Exposição : exposição fotográfica com 40 imagens dos artesãos homenageados e de objetos criados por eles em um único ambiente, entrada gratuita, com visitas guiadas para deficientes visuais e auditivos. Livre. Ciclo de Oficinas: 5 oficinas práricas e 1 teórica sobre o fazer artesanal. Gratuitas. Vagas limitadas. Livre. Contrapartida Social : 1 oficina de confecção brinquedo de miriti realizada no Movimento República de Emaús, que atende crianças e jovens em situaçao de vulnerabilidade social no bairro Parque Verde, área periférica de Belém.
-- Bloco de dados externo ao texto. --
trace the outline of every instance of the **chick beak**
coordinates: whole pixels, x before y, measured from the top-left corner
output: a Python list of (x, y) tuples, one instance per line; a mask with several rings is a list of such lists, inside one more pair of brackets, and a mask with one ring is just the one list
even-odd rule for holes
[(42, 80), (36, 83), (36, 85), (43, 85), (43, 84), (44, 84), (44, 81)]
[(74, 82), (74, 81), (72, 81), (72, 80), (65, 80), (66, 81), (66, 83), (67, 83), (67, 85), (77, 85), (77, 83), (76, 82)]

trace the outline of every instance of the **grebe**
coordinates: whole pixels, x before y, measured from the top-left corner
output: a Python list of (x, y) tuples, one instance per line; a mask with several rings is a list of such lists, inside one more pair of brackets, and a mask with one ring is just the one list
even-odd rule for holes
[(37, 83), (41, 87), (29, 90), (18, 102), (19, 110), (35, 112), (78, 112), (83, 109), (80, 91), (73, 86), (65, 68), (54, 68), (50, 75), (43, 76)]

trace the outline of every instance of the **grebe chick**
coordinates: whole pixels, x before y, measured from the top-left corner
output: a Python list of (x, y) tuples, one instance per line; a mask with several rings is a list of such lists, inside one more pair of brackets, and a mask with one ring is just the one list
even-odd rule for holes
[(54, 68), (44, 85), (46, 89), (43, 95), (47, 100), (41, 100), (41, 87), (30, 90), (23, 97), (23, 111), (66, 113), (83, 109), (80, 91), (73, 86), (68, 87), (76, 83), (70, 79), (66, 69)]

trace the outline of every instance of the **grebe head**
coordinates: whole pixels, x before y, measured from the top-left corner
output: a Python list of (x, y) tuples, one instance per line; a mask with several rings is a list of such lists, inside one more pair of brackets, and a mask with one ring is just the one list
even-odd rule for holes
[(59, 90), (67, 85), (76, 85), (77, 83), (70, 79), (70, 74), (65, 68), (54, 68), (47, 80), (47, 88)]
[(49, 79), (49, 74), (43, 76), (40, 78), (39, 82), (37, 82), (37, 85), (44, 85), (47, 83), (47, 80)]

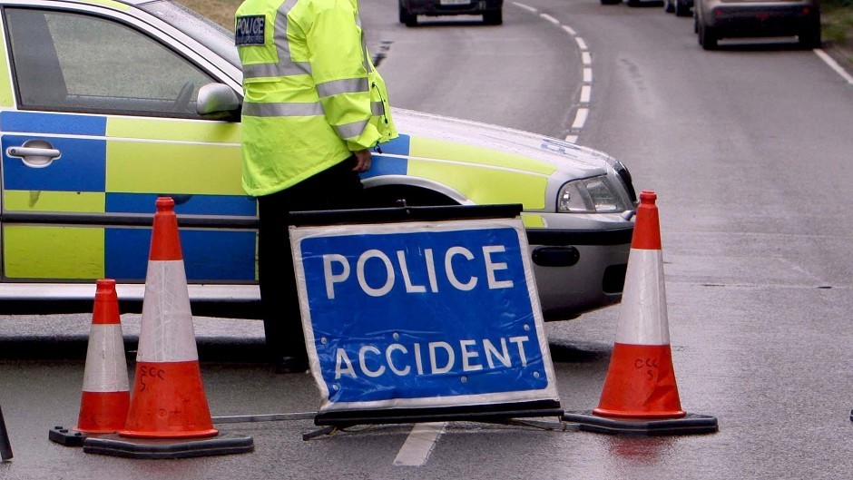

Objetivo Principal: Valorizar o fazer artesanal e técnicas ancestrais de manualidades de artesãs/artesãos do Pará e, consequentemente, valorizar as identidades culturais locais. Objetivos Específicos: 1, Realizar uma exposição fotográfica focada no fazer artesanal, destacando a trajetória artística de 10 artesãos paraenses; 2. Realizar 6 oficinas focadas no artesanato : 5 práticas e 1 teórica. 3. Realizar uma feira criativa com 15 artesãos e, consequentemente, estimular a economia criativa; 4. Realizar 1 oficina de confecção brinquedo de miriti no Movimento República de Emaús, que atende crianças e jovens em situaçao de vulnerabilidade social no bairro do Parque Verde em Belém. 5. Estimular o consumo consciente e conectado com a preservação da biodiversidade; 6. Qualificar o público consumidor para o fazer artesanal através de 2 (duas) rodas de conversa; 6. Valorizar o trabalho do artesão, muitas vezes colocado como hobby ou ocupação secundária;
O artesanato muitas vezes não é reconhecido como potência criativa, ou mesmo como detentor de valor cultural de primeira grandeza. Um grande equívoco quando, através das mãos de artesãs e artesãos, é possível mediar passado e presente, imortalizar técnicas ancestrais, preservar saberes, memórias e identidades. A Amazônia é celeiro de grandes artistas populares, o artesanato paraense, em especial, tem potencial incrível e ainda não ganhou iniciativas e políticas públicas que reconheçam os artistas e suas criações como devem, as pouquíssimas iniciativas que existem ainda são tímidas. Por isso, entendemos ser de fundamantal importância que o projeto receba investimento via Lei de Incentivo para que as ações propostas possam contribuir e colocar o artesanato produzido no Pará no lugar de destaque que merece. Além de preencher os seguintes pré requisitos da lei 8313, artigo I: II - promover e estimular a regionalização da produção cultural e artística brasileira, com valorização de recursos humanos e conteúdos locais; III - apoiar, valorizar e difundir o conjunto das manifestações culturais e seus respectivos criadores; IV - proteger as expressões culturais dos grupos formadores da sociedade brasileira e responsáveis pelo pluralismo da cultura nacional; V - salvaguardar a sobrevivência e o florescimento dos modos de criar, fazer e viver da sociedade brasileira; VI - preservar os bens materiais e imateriais do patrimônio cultural e histórico brasileiro; IX - priorizar o produto cultural originário do País. E ainda no Artigo 3o: III - preservação e difusão do patrimônio artístico, cultural e histórico, mediante: d) proteção do folclore, do artesanato e das tradições populares nacionais.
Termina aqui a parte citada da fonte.